The California State Teachers’ Retirement System(CalSTRS)has reached a US$105 million settlement in a securities fraud case against Time Warner, its accountants, banks and several former executives.

“CalSTRS pursued this court action to safeguard our member teachers and all stockholders for that matter,” says Jack Ehnes, the chief executive of CalSTRS. “This is yet another example of our commitment to protect investors and to establish higher levels of corporate responsibility in the nation’s financial markets.”

The suit charged that AOL artificially inflated its stock price in 2000 and 2001 prior to its merger with Time Warner, resulting in damages to CalSTRS of approximately $135 million.

The AOL case included the settlement of claims against Citigroup Global Markets Inc., Morgan Stanley & Co., Goldman Sachs & Co., Merrill Lynch & Co., Credit Suisse First Boston and former AOL senior executives. The settlement did not resolve the pension fund’s claims against AOL’s accountants, Ernst & Young LLP.
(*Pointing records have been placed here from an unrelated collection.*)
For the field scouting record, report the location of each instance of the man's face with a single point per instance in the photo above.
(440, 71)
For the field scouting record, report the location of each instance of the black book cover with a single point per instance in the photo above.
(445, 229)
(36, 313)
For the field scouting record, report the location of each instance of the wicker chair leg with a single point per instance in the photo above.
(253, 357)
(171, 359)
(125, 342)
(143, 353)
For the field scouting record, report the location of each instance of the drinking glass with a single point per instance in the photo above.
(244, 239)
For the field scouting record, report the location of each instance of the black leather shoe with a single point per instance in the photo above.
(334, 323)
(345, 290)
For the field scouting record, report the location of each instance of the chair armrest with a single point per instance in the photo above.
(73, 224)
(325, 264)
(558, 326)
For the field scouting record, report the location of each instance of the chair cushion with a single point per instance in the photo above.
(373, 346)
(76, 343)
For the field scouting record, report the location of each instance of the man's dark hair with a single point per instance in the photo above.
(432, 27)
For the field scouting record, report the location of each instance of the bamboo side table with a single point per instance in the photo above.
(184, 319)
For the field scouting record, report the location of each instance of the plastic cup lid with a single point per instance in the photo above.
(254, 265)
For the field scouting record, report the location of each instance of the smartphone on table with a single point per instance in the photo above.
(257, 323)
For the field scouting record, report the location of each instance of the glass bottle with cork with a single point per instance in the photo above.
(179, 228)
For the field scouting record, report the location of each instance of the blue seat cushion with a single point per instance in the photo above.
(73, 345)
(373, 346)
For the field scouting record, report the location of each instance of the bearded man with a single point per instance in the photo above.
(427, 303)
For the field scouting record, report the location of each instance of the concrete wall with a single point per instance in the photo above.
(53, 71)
Last week, CalSTRS reached a $45 million settlement with Qwest Communications, its accountants and banks, and a $1.5 million settlement with former Qwest CEO Joseph Nacchio.

The pension fund accused the telecommunications firm of misrepresenting its financial health by artificially inflating its stock price in 2001, leading to financial restatement and shareholder losses in excess of $1.6 billion.